La torre vicino Ponte Vecchio (Paradiso, Canto XVI)
la casa di che nacqve il vostro fleto,
per lo givsto disdegno che v’ha morti,e pvose fine al vostro viver lieto,
era onorata, essa e svoi consorti
Queste frasi ricordano una sorta di mito fondativo della Firenze di Dante: l’origine della guerra civile tra guelfi e ghibellini. Fleto, significa lutto. Essa, è la fanciulla di casa Amidei, onorata promessa sposa di Buondelmonte dei Buondelmonti. Secondo la versione “romanzata”, Buondelmonte scelse l’amore e tradì la promessa di matrimonio per una ragazza della famiglia Donati. Secondo i canoni del tempo, gli Amidei dovevano vendicarsi. Il matrimonio avrebbe dovuto celebrarsi la domenica di Pasqua del 1216. Quel giorno, Buondelmonte vestì di bianco, montò un cavallo bianco, passò Ponte Vecchio. Gli Amidei attendevano, atterrarono Buondelmonte e lo uccisero. Buondelmonti e Donati formarono la parte guelfa. I ghibellini si strinsero con gli Amidei.

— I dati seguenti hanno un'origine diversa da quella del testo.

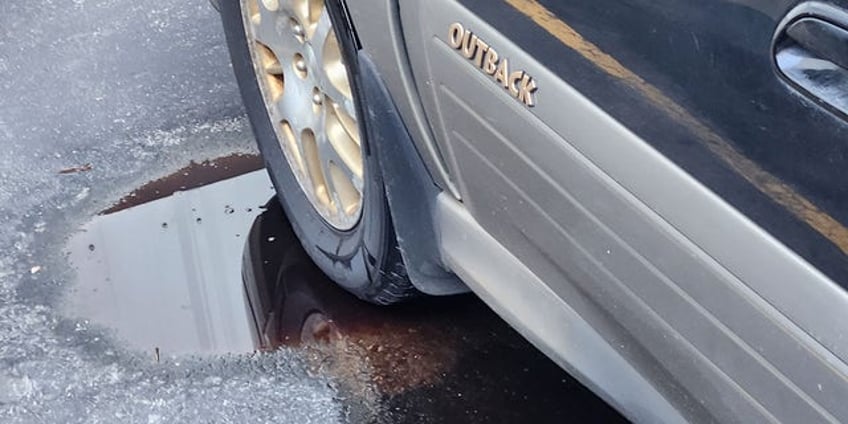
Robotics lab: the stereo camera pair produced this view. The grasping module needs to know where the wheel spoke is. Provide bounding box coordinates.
[316,131,362,215]
[240,0,365,230]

La ricerca storica sfata il mito. Enrico Faini ha pubblicato un saggio molto interessante: Il convito del 1216. La vendetta all’origine del fazionalismo fiorentino. Lo studio dei contratti notarili mostra come negli anni immediatamente precedenti l’omicidio, i Buondelmonti smisero bruscamente d’invitare come testimoni gli uomini delle famiglie che sarebbero diventate ghibelline, prendendo ad appoggiarsi ai futuri guelfi. Probabilmente, il cambiamento di fazione precedette e causò quello di politica matrimoniale. Infine, soltanto dopo un secolo e una volta che le fazioni aristocratiche ebbero ammantato la lotta politica con gli ideali guelfo e ghibellino, un caso secondario di vendetta privata poté essere mitizzato. La Torre degli Amidei (o Torre dei Leoni) sorge in via Por Santa Maria 9-11 rosso, prossima al Ponte Vecchio.